I'm wondering if there is any tool that will accurately measure failover times in the lab, possibly even down to the milli-second. Anything that's more accurate than a ping would be great... :)
What about debug logging? Or are their timestamps not specific down to the millisecond? Would syslogs be the answer?
what constitutes failover time? there lies the problem, when the packets make it to the redundant server? or when the service is responding
Quote from: ristau5741 on January 24, 2018, 09:03:09 PM
what constitutes failover time? there lies the problem, when the packets make it to the redundant server? or when the service is responding
When full end-to-end connectivity has been restored.

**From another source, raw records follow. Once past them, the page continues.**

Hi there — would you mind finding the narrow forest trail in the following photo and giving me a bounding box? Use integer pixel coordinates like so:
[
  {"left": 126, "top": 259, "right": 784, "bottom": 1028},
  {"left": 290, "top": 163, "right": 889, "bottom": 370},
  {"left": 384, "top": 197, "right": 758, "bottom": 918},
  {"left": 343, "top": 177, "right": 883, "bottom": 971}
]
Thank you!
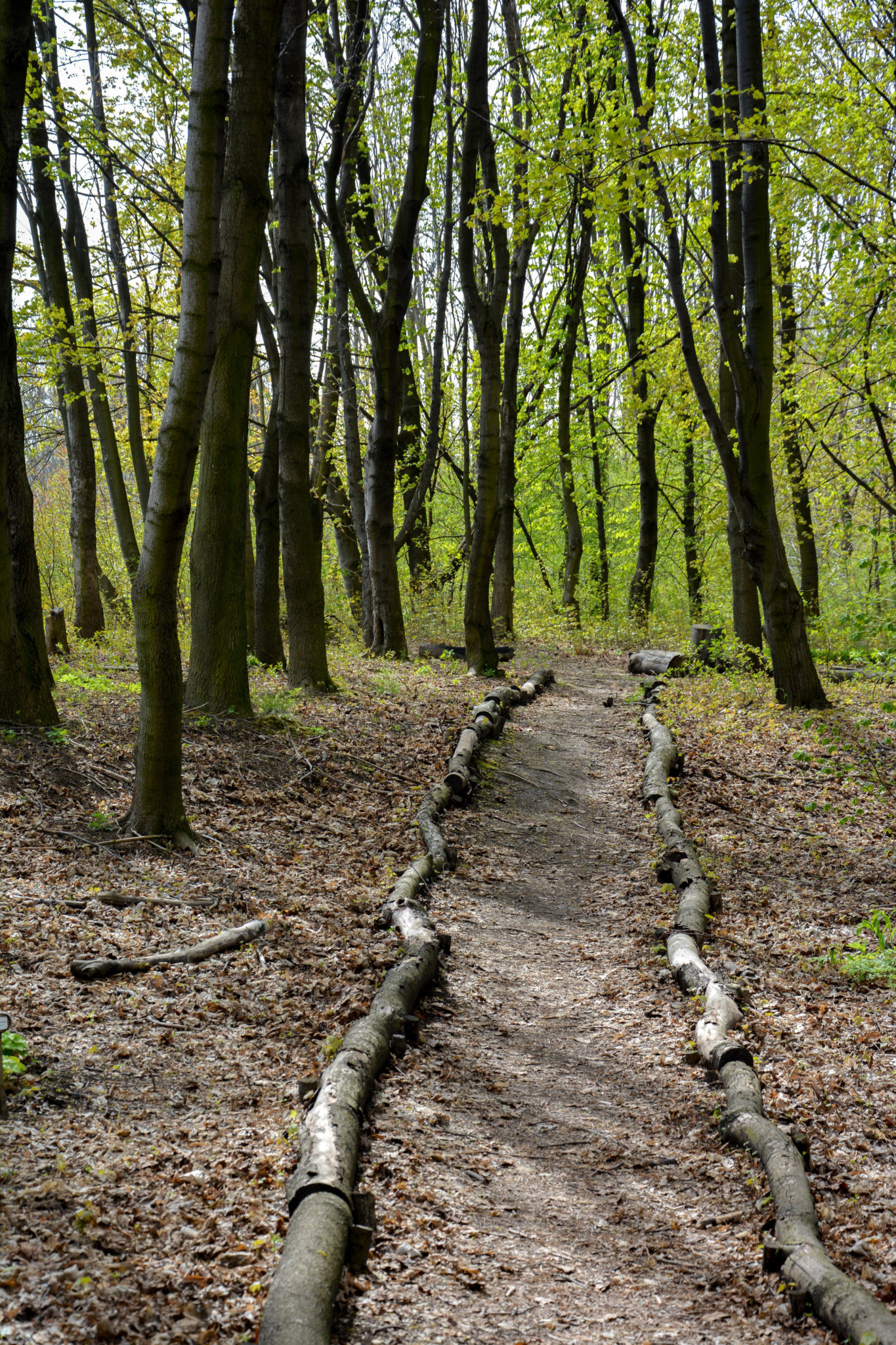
[{"left": 339, "top": 659, "right": 825, "bottom": 1345}]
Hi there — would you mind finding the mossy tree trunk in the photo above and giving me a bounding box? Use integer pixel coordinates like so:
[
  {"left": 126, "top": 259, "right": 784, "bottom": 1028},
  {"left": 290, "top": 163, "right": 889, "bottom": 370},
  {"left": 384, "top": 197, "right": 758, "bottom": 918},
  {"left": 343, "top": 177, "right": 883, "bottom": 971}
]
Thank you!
[
  {"left": 0, "top": 0, "right": 58, "bottom": 724},
  {"left": 458, "top": 0, "right": 511, "bottom": 672},
  {"left": 28, "top": 37, "right": 106, "bottom": 638},
  {"left": 277, "top": 0, "right": 331, "bottom": 690},
  {"left": 185, "top": 0, "right": 285, "bottom": 717},
  {"left": 129, "top": 0, "right": 236, "bottom": 843}
]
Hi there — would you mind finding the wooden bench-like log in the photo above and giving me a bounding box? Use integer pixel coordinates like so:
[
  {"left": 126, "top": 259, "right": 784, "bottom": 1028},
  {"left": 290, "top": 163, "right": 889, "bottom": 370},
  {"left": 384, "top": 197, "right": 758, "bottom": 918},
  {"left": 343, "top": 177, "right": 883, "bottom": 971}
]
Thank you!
[
  {"left": 642, "top": 688, "right": 896, "bottom": 1345},
  {"left": 629, "top": 650, "right": 685, "bottom": 676}
]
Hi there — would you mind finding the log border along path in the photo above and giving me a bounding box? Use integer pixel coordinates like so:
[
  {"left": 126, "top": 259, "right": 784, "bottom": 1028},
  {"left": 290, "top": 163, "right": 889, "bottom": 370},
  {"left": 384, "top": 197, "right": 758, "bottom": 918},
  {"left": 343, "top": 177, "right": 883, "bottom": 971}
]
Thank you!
[
  {"left": 641, "top": 680, "right": 896, "bottom": 1345},
  {"left": 259, "top": 669, "right": 553, "bottom": 1345}
]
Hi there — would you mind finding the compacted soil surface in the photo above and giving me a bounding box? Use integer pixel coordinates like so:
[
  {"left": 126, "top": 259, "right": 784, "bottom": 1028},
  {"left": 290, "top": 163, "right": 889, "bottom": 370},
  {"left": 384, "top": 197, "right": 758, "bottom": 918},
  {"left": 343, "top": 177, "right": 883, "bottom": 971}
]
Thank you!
[{"left": 340, "top": 659, "right": 893, "bottom": 1345}]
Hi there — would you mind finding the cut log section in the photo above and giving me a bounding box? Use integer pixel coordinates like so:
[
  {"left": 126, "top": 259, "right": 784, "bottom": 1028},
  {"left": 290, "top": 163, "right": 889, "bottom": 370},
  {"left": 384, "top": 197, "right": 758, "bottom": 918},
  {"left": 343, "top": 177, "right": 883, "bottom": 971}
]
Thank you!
[
  {"left": 68, "top": 920, "right": 271, "bottom": 981},
  {"left": 629, "top": 650, "right": 685, "bottom": 676},
  {"left": 416, "top": 644, "right": 516, "bottom": 663},
  {"left": 258, "top": 670, "right": 553, "bottom": 1345},
  {"left": 641, "top": 684, "right": 896, "bottom": 1345}
]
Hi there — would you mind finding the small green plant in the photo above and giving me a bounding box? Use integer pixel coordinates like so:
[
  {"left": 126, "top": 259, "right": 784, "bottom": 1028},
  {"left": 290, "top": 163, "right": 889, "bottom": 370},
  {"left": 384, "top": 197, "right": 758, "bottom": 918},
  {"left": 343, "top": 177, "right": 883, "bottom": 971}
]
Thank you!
[
  {"left": 3, "top": 1032, "right": 28, "bottom": 1077},
  {"left": 322, "top": 1033, "right": 343, "bottom": 1064},
  {"left": 818, "top": 908, "right": 896, "bottom": 986}
]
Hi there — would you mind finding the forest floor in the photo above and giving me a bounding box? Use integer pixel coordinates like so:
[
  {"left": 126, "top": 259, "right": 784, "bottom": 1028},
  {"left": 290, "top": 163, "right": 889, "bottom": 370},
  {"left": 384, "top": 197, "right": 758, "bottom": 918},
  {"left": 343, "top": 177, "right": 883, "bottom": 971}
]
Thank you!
[{"left": 0, "top": 652, "right": 896, "bottom": 1345}]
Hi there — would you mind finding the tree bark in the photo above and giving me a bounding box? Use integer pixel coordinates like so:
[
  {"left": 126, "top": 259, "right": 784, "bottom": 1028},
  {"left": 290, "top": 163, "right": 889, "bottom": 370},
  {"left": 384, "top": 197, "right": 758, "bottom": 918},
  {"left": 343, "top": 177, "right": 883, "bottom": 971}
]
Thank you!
[
  {"left": 326, "top": 0, "right": 443, "bottom": 657},
  {"left": 83, "top": 0, "right": 149, "bottom": 518},
  {"left": 778, "top": 240, "right": 821, "bottom": 620},
  {"left": 719, "top": 5, "right": 761, "bottom": 650},
  {"left": 314, "top": 312, "right": 363, "bottom": 628},
  {"left": 184, "top": 0, "right": 286, "bottom": 717},
  {"left": 28, "top": 49, "right": 106, "bottom": 639},
  {"left": 129, "top": 0, "right": 236, "bottom": 843},
  {"left": 253, "top": 298, "right": 286, "bottom": 667},
  {"left": 619, "top": 208, "right": 660, "bottom": 624},
  {"left": 35, "top": 0, "right": 140, "bottom": 574},
  {"left": 458, "top": 0, "right": 511, "bottom": 672},
  {"left": 681, "top": 424, "right": 702, "bottom": 621},
  {"left": 0, "top": 0, "right": 59, "bottom": 724},
  {"left": 582, "top": 305, "right": 610, "bottom": 621},
  {"left": 700, "top": 0, "right": 828, "bottom": 707},
  {"left": 277, "top": 0, "right": 331, "bottom": 690},
  {"left": 557, "top": 202, "right": 591, "bottom": 625}
]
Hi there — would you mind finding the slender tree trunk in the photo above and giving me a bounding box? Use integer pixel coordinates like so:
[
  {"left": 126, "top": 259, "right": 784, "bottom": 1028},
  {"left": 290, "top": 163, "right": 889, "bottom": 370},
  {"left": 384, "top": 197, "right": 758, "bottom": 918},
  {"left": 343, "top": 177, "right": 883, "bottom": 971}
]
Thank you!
[
  {"left": 185, "top": 0, "right": 286, "bottom": 717},
  {"left": 582, "top": 315, "right": 610, "bottom": 621},
  {"left": 719, "top": 4, "right": 761, "bottom": 650},
  {"left": 131, "top": 0, "right": 236, "bottom": 843},
  {"left": 0, "top": 0, "right": 59, "bottom": 724},
  {"left": 314, "top": 313, "right": 363, "bottom": 628},
  {"left": 681, "top": 425, "right": 702, "bottom": 621},
  {"left": 28, "top": 58, "right": 106, "bottom": 638},
  {"left": 396, "top": 349, "right": 429, "bottom": 589},
  {"left": 253, "top": 293, "right": 286, "bottom": 667},
  {"left": 326, "top": 0, "right": 444, "bottom": 657},
  {"left": 83, "top": 0, "right": 149, "bottom": 516},
  {"left": 243, "top": 470, "right": 255, "bottom": 653},
  {"left": 36, "top": 0, "right": 140, "bottom": 574},
  {"left": 277, "top": 0, "right": 331, "bottom": 690},
  {"left": 557, "top": 209, "right": 591, "bottom": 625},
  {"left": 458, "top": 0, "right": 511, "bottom": 672},
  {"left": 778, "top": 242, "right": 819, "bottom": 620},
  {"left": 619, "top": 208, "right": 660, "bottom": 623},
  {"left": 461, "top": 313, "right": 473, "bottom": 556},
  {"left": 333, "top": 258, "right": 373, "bottom": 650},
  {"left": 700, "top": 0, "right": 828, "bottom": 707}
]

Something like iperf, with two nodes on both ends of the topology that you're testing, keeping a steady stream of timestamped traffic open and reporting back when exactly end-to-end connectivity has been restored. Thinking about it, might be possible using BFD for this.
IXIA, spirent STC (L4) / Avalanche (L7) are two big name commercial traffic generator options.

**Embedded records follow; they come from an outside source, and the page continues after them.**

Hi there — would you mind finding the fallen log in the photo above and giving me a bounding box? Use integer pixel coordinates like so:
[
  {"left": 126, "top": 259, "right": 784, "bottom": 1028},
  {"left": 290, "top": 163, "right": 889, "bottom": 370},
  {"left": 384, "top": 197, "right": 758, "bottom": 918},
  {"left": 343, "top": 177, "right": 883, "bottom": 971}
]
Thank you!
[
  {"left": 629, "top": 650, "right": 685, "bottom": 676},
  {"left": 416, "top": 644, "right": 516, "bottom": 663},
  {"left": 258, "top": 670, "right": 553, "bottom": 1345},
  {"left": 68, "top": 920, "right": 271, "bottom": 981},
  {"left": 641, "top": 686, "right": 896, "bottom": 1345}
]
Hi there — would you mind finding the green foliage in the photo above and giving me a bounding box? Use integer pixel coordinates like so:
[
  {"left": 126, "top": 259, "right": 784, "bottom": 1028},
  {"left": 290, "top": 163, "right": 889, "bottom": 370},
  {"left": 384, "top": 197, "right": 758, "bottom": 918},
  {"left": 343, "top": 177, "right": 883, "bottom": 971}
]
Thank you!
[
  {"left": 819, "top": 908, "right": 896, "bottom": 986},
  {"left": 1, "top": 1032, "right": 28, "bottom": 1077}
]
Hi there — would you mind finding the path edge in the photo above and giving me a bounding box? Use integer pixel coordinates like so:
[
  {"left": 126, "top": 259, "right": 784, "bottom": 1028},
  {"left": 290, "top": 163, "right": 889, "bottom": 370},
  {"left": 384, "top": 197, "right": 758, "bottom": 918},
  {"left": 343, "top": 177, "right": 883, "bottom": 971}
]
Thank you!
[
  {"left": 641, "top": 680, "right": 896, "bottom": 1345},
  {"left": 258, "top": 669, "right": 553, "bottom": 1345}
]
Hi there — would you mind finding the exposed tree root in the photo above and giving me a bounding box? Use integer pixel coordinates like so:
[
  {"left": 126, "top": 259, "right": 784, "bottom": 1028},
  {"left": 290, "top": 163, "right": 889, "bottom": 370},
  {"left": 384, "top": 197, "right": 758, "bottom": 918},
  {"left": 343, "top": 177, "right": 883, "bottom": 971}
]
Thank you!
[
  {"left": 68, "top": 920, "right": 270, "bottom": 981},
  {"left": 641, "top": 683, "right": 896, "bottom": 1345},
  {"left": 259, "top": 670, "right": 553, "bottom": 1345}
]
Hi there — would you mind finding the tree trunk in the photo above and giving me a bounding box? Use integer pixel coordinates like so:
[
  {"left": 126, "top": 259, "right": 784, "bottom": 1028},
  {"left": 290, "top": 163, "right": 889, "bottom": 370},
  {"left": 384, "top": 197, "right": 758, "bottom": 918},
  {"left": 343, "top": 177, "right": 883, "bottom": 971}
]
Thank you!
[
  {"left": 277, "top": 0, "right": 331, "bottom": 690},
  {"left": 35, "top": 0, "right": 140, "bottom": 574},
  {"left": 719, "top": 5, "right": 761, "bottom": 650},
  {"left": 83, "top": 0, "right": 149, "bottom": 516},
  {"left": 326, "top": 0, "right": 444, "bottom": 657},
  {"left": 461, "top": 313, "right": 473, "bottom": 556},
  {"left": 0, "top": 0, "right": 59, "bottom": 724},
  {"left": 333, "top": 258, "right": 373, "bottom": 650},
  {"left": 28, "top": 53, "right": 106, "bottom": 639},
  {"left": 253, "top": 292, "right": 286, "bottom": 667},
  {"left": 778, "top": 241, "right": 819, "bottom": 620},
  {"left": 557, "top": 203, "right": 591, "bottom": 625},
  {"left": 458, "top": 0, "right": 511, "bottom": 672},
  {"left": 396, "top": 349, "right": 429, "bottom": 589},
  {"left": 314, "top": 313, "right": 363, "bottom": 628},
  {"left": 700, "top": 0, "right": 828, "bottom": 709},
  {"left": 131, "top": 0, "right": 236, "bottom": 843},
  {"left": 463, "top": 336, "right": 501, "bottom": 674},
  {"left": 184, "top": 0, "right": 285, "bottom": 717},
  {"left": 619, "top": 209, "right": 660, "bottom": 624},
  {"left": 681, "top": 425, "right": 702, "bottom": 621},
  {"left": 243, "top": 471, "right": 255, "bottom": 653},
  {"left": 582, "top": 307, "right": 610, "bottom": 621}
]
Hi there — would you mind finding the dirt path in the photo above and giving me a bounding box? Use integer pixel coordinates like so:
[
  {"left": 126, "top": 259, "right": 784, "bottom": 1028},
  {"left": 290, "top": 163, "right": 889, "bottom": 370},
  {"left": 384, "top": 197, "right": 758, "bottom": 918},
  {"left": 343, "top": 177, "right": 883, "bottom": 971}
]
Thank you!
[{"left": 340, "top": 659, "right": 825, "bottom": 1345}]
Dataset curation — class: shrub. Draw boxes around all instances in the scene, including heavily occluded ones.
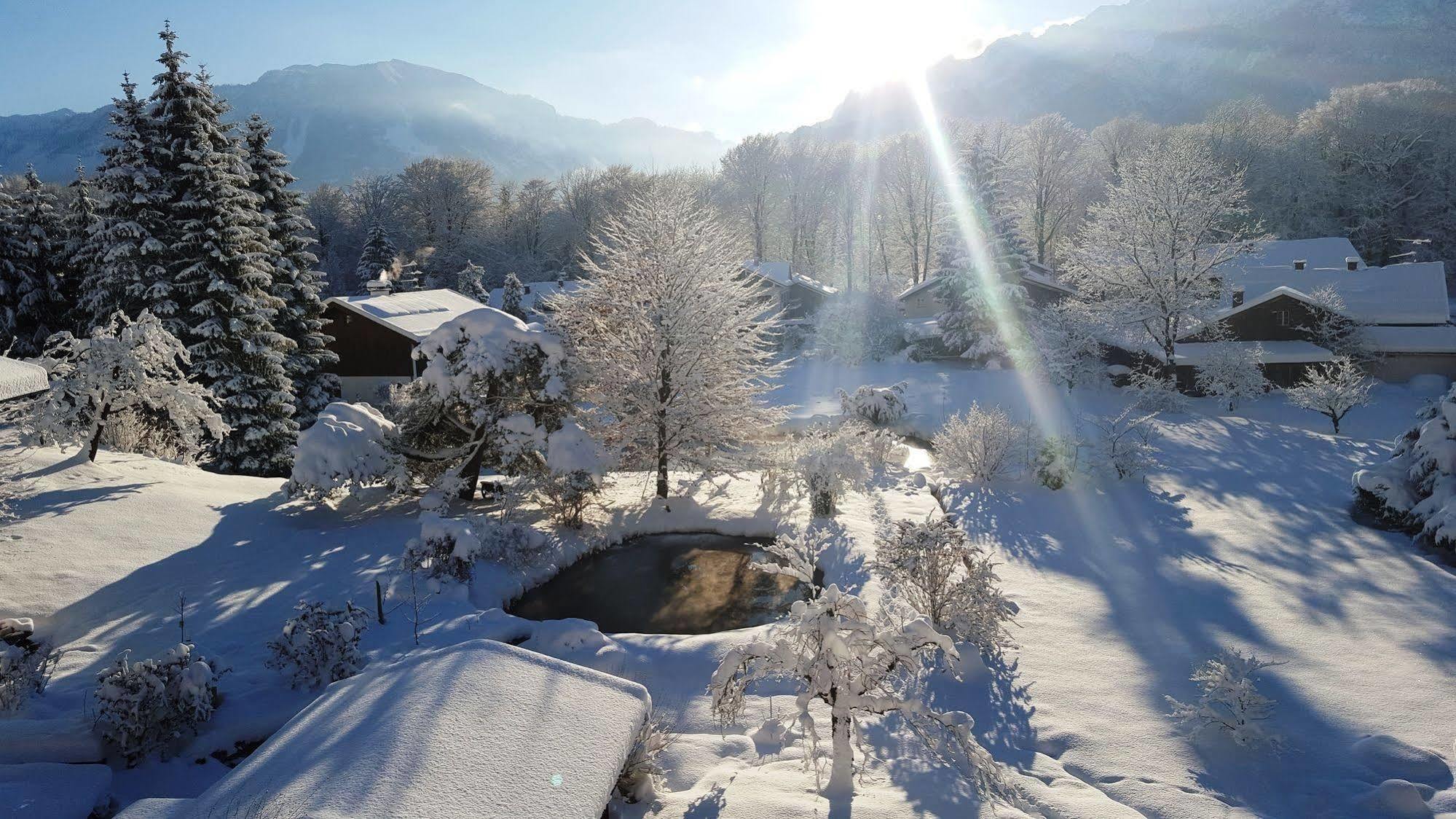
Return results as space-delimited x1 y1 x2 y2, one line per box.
837 382 910 427
1166 648 1283 751
264 600 369 688
932 402 1022 482
814 293 905 364
875 517 1015 651
95 643 221 768
401 512 481 583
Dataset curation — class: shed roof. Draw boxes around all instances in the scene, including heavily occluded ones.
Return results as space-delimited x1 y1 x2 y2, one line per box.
167 640 651 819
329 289 485 341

Here's an open source one: https://trex-tgn.cisco.com/ (https://trex-tgn.cisco.com/)
This is a VERY deep field once you get into the weeds... be warned. The exact nature of the traffic will have a bearing on what you measure and what you're actually making the device do - this is especially true for security platforms. Example: I'm driving 2k concurrent TCP connections (RENO) @ ~70k connections with total throughput ~4Gb (lots of tiny 8kb HTTP GETs). It tells me I lost 15000 packets and 500 connections. What's the convergence time? LOLOLOLOLOL
For simple RS something like a spirent which generates a simple stream of packets, count the lost packets that's done - sure, but as soon as you get into stateful devices or real world traffic patterns hmmmm
I have used Jperf/wireshark for this. Just send a stream of UDP traffic as fast as possible with a destination of a PC, the PC captures on wireshark. Cause failure, once the fail-over is done stop the capture. Filter so that only traffic from the Jperf box is visible.
Go to view, time display format, seconds since previous displayed packet. Then sort by time. The largest amount of time there should be your fail-over time.